Olay, 25 Mart 2012 Pazar günü Iğdır'a 11 kilometre uzaklıktaki Küllük Köyü'nde meydana geldi. Kamyon şoförü babasının evde olmadığı sırada Melekli Beldesi'ndeki halasına gitmek isteyen Sezen Ağbaş buna karşı çıkan anne ve ablası ile tartıştı. İddiaya göre, Sezen Ağbaş evden çıkmak isterken annesi ve ablası tarafından yere yatırılarak elleri bağlandı. Abla Nazan Ağbaş, kardeşinin cep telefonu, nüfus cüzdanı ve kredi kartını aldı. Elleri bağlı haldeyken anne ve ablasının kendini dövüp işkence yaptığını belirten Sezen Ağbaş, şöyle dedi:

"Annem tornavidayı, ablam toplu iğneyi vücudumun çeşitli yerlerine batırıyordu. Yaklaşık 15 saat ellerim bağlı kaldım. Saat 23.00 sıralarında kendi çabalarımla elimi açarak evden kaçtım. Köydeki arkadaşım H.Y.'nin evine gittim. Jandarmayı aramasını istedim. O da sakin olmamı istedi. Geceyi burada geçirdim. Ertesi gün akşam saatlerine kadar arkadaşımın evinde kaldım. Saat 22.00 sıralarında annem ve ablam yerimi öğrenmişler. Eve gelerek beni götürmek istedi. Bende evden Jandarmayı arayarak yardım istedim. Köye gelen jandarma beni, annemi ve ablamı alarak karakola götürdü. Hepimizin ifadeleri alındı. Ben her ikisinden de şikayetçi oldum. Annem ve ablam ifadelerinden sonra serbest bırakıldı."

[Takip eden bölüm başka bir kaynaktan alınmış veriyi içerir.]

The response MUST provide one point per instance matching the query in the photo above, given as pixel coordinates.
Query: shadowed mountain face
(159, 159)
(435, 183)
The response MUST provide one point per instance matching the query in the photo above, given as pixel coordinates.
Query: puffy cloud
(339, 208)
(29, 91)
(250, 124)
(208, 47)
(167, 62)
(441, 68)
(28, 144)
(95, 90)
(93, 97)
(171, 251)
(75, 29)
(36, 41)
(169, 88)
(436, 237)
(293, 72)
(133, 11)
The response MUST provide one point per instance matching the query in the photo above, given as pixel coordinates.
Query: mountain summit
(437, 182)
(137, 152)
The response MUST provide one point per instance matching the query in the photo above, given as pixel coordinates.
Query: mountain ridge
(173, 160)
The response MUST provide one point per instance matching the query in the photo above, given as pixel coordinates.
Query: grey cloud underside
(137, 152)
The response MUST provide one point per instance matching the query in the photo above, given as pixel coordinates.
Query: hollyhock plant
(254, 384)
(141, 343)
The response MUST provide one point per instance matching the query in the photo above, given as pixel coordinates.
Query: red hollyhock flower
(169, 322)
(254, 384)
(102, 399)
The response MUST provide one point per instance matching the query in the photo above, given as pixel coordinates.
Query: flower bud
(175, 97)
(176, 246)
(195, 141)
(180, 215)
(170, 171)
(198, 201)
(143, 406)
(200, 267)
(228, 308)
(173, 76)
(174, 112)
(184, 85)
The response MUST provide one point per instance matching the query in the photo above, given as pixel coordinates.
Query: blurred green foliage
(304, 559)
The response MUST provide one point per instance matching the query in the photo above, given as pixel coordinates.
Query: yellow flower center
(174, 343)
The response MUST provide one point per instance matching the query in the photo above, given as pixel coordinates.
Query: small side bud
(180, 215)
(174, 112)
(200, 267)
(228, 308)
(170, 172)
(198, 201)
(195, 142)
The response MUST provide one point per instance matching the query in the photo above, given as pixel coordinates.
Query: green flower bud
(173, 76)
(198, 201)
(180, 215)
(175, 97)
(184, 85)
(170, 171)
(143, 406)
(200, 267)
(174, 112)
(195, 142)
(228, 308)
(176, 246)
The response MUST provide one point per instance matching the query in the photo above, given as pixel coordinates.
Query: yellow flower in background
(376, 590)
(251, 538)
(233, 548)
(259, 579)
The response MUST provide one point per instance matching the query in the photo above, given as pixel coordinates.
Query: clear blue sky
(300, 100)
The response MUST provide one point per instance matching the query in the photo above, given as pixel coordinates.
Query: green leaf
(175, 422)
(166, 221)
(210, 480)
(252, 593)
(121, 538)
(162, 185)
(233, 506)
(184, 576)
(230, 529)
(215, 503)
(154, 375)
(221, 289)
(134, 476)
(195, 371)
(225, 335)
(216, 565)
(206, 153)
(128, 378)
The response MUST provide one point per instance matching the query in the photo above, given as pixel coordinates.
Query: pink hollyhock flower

Tedavi için götürüldüğü hastanede beyin travması geçirdiği ve vücudunun değişik yerlerinde morluklar bulunduğu belirtilen Sezen Ağbaş, savcılığın önerdiği kadın sığınma evini kabul etmeyerek Iğdır'daki bir arkadaşının yanında kalacağını söyledi. Kardeşinin evli bir doktorla ilişkisi bulunduğunu iddia eden Nazan Ağdaş, "Sezen'in cep telefonuna gelen mesajları gördüm. Pazar günü de o doktorla buluşacaktı. Onun için dışarı çıkmasına izin vermedik. Ellerini bağladık ama işkence yapmadık" diye konuştu.

Biri erkek 5 çocuk annesi Nurgül Ağdaş ise, bir annenin evladına işkence yapmasının mümkün olmayacağını söyledi. Kamyon şoförü olarak çalışan eşi Musa'nın eve geldiğinde duydukları ile çok üzüleceğini belirterek, "Herşeyi evladımın iyiliği için yaptım" dedi.